If you had all of your investments, in your portfolio, invested in equities, surely you would’ve experienced some anxiety and sleepless nights, during a market correction. If your anxiety and sleep deprivation were induced due to the volatility in the market, may be it’s time that you reassess your risk tolerance and diversify your portfolio.
An aspect of diversification, at a portfolio level, can be achieved by reallocating some volatile assets classes, like equities, into less volatile asset classes, and vice versa. The main reasoning for diversification is to ensure that an asset class would not be severely affected by the non-performance of another asset class. The saying of not putting all of your eggs in one basket, comes to mind. According to a prominent American economist, Burton Malkiel, and other academic writers, diversification can be truly effective in mitigating risks when there is no correlation among the performance of the asset classes which constitute the said portfolio. This is because the performance of a non-correlated asset class tends to behave independently of the performance of another asset class within your portfolio.

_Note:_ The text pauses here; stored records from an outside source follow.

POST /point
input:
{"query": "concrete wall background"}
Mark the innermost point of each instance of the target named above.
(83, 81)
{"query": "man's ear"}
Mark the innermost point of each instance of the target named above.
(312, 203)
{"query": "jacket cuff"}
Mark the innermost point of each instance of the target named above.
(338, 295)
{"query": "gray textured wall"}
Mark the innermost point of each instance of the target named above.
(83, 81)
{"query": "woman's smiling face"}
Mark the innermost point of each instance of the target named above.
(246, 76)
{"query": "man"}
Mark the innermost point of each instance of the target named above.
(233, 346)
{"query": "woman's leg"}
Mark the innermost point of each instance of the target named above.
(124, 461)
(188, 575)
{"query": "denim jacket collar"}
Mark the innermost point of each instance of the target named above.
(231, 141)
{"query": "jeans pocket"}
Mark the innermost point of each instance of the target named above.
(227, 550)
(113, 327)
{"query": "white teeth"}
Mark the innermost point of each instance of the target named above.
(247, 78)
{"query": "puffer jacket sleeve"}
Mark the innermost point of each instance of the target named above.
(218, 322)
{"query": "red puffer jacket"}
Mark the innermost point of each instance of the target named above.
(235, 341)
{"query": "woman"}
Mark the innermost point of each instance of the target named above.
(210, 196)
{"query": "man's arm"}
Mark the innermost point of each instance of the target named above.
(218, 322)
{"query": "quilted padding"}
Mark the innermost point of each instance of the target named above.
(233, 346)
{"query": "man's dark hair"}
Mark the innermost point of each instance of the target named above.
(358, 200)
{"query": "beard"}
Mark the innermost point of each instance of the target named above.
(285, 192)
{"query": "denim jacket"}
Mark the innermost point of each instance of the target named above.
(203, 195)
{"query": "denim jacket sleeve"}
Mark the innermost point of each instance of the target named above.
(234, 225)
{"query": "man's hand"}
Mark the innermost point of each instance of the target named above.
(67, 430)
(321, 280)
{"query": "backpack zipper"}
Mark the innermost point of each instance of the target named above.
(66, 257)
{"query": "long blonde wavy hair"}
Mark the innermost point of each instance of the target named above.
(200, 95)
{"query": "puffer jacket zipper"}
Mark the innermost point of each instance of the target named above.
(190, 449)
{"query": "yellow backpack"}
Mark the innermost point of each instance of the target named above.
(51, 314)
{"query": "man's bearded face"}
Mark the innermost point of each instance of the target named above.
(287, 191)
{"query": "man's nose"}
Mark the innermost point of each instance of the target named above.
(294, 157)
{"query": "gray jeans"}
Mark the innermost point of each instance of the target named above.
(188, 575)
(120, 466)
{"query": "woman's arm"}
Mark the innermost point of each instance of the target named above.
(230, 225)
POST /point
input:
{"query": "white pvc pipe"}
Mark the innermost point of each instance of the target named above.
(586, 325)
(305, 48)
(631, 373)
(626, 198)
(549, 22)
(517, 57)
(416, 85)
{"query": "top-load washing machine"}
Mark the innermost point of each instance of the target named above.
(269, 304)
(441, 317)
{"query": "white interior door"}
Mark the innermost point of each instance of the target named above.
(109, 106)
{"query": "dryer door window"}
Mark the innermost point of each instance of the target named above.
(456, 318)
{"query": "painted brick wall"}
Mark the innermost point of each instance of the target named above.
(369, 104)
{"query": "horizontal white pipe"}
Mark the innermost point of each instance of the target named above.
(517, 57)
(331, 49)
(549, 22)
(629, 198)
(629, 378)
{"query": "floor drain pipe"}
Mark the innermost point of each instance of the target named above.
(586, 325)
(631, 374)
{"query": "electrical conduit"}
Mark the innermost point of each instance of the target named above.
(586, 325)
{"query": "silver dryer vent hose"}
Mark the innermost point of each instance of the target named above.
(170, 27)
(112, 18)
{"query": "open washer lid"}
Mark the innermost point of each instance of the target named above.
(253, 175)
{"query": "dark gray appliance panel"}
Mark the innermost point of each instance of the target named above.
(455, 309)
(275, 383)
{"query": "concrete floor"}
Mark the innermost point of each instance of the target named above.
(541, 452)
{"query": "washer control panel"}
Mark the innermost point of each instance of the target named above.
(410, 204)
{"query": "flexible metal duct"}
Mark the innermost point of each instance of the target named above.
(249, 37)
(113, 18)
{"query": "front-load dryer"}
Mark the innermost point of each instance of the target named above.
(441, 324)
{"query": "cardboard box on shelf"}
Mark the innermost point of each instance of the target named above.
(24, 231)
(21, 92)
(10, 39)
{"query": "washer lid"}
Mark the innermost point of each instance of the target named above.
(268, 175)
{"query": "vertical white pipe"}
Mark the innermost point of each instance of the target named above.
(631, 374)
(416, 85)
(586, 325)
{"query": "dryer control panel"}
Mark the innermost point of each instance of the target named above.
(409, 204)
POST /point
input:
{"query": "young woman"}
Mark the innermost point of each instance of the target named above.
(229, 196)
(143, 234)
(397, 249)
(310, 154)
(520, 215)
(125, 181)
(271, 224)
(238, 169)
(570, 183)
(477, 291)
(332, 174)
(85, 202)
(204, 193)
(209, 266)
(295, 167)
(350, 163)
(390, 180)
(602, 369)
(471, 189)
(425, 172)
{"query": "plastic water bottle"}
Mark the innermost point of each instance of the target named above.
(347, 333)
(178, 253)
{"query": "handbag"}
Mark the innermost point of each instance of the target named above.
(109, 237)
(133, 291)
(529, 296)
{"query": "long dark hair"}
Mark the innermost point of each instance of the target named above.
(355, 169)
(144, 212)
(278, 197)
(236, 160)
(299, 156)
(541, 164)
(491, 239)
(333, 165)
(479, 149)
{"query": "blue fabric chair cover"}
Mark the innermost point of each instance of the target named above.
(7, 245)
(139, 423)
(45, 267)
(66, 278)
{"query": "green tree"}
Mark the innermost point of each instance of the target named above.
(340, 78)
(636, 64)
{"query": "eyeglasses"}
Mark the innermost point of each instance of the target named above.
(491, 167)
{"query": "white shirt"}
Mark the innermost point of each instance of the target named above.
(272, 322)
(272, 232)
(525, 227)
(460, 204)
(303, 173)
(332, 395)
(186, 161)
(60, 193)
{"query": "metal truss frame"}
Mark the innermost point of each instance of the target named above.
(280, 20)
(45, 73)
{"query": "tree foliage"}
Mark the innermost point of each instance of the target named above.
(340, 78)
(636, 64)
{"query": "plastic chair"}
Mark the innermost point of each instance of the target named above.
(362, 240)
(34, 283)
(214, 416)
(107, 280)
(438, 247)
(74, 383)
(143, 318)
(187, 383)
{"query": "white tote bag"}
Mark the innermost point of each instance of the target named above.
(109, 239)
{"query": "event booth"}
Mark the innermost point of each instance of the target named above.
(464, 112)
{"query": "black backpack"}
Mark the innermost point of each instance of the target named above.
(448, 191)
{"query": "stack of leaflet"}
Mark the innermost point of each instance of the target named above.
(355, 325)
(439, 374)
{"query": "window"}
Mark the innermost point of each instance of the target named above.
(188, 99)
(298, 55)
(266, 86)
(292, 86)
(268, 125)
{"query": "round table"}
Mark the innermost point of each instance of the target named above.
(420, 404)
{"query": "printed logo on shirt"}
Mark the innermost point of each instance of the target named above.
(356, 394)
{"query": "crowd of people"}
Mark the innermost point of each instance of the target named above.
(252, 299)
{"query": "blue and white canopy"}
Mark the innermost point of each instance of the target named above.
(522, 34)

For example, the performance of P2P lending, as an asset class, has no correlation, or bearing, on the performance of the stock market, and vice versa. Instead, the performance of P2P lending is subject to the ability of a borrowing SME to make repayments towards the satisfaction of a loan. Therefore, even when the stock market is affected by correction, or when sentiment is bearish, non-correlated assets, such as P2P lending, would still be able to maintain good returns, thus softening any major downside from the non-performance of equities.
It is also my view that P2P lending behaves like a counterbalance to most conventional asset classes, in a well-diversified portfolio, because it is not volatile (unlike equities), and it yields a return which is both certain (like bonds, you’ll know its exact yield at the onset – unlike equities, which have uncertain yields) and decent (much better than most bonds and fixed deposits). Further, repayments from P2P lending, which are mostly set at monthly intervals, will provide a regular income stream or could be reinvest, to achieve a higher rate of compounding [See: Wealth Creation through Peer-to-peer (P2P) Lending].
While I can’t be sure that P2P lending is suitable for all, I can only suggest that you give it a try. Consider investing a minimum of RM1,000.00 in P2P lending, as a test, and see whether it sits well with your investing style and portfolio, as it did with mine.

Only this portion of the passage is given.